Nir's blog Fit for computer consumption

Unforgettable Factory Registration

Using a factory is a common pattern when we are working with polymorphic objects. It exists to solve a very basic issue in C++: in order to construct something you must name its type. But the entire point of runtime polymorphism is often that we cannot name the type, because we won’t know it until runtime.

The most basic factory would just consist of some if statements coupled together:

1
2
3
4
5
6
unique_ptr<Animal> makeAnimal(const string& type, int number)
{
  if (type == "Dog") return make_unique<Dog>(number);
  if (type == "Cat") return make_unique<Cat>(number);
  throw runtime_error("Invalid type!")
}

This often isn’t a great solution.
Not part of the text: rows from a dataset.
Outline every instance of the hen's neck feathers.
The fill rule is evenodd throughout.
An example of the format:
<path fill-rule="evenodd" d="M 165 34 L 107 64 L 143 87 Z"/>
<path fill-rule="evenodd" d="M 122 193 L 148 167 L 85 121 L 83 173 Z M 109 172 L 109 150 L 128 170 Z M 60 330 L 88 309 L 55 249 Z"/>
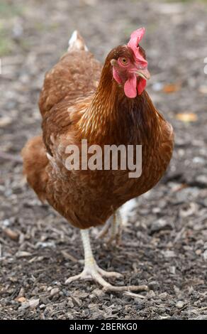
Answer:
<path fill-rule="evenodd" d="M 155 145 L 161 138 L 162 116 L 147 95 L 128 98 L 113 79 L 110 62 L 105 63 L 94 97 L 79 122 L 82 137 L 95 144 Z"/>

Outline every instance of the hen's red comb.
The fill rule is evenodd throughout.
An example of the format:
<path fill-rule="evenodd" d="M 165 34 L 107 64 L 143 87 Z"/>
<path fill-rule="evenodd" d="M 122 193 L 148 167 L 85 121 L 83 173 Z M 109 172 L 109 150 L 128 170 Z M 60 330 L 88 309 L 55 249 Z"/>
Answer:
<path fill-rule="evenodd" d="M 134 55 L 138 61 L 139 63 L 142 63 L 142 66 L 147 67 L 147 62 L 140 54 L 139 50 L 140 48 L 138 46 L 140 41 L 142 39 L 145 32 L 145 28 L 140 28 L 140 29 L 137 29 L 133 31 L 131 33 L 130 39 L 128 43 L 128 46 L 129 46 L 133 50 Z"/>

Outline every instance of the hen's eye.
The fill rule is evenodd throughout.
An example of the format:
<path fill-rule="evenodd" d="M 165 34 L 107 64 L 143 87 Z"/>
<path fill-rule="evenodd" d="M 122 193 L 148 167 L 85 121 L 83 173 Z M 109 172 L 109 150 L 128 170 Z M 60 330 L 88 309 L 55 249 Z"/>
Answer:
<path fill-rule="evenodd" d="M 127 64 L 127 60 L 125 58 L 122 58 L 121 62 L 124 65 Z"/>

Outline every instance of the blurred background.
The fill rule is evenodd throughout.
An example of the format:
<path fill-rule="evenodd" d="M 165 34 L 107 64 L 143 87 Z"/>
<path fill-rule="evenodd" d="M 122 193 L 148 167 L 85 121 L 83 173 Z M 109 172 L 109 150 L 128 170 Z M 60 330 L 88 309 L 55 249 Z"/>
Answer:
<path fill-rule="evenodd" d="M 206 15 L 204 0 L 1 0 L 0 318 L 207 319 Z M 141 26 L 147 91 L 173 124 L 175 149 L 162 181 L 130 208 L 123 245 L 94 241 L 101 266 L 152 290 L 109 296 L 64 285 L 81 268 L 79 233 L 28 188 L 20 151 L 40 131 L 44 74 L 73 31 L 103 62 Z"/>

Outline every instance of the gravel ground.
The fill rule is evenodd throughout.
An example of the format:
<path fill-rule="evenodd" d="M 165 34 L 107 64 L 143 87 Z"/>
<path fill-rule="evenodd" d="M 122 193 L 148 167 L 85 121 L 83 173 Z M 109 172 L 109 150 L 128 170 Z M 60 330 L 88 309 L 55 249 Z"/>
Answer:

In particular, we keep having to update this central piece of code every time a new derived class gets written. Under the best of circumstances, this is merely irritating and code smell. However, in some cases it can be much worse. It’s common for a library to provide an interface and a few concrete classes deriving from it. If the library uses a factory somewhere that’s written like this, it will be impossible for the user to inject their own classes into the library.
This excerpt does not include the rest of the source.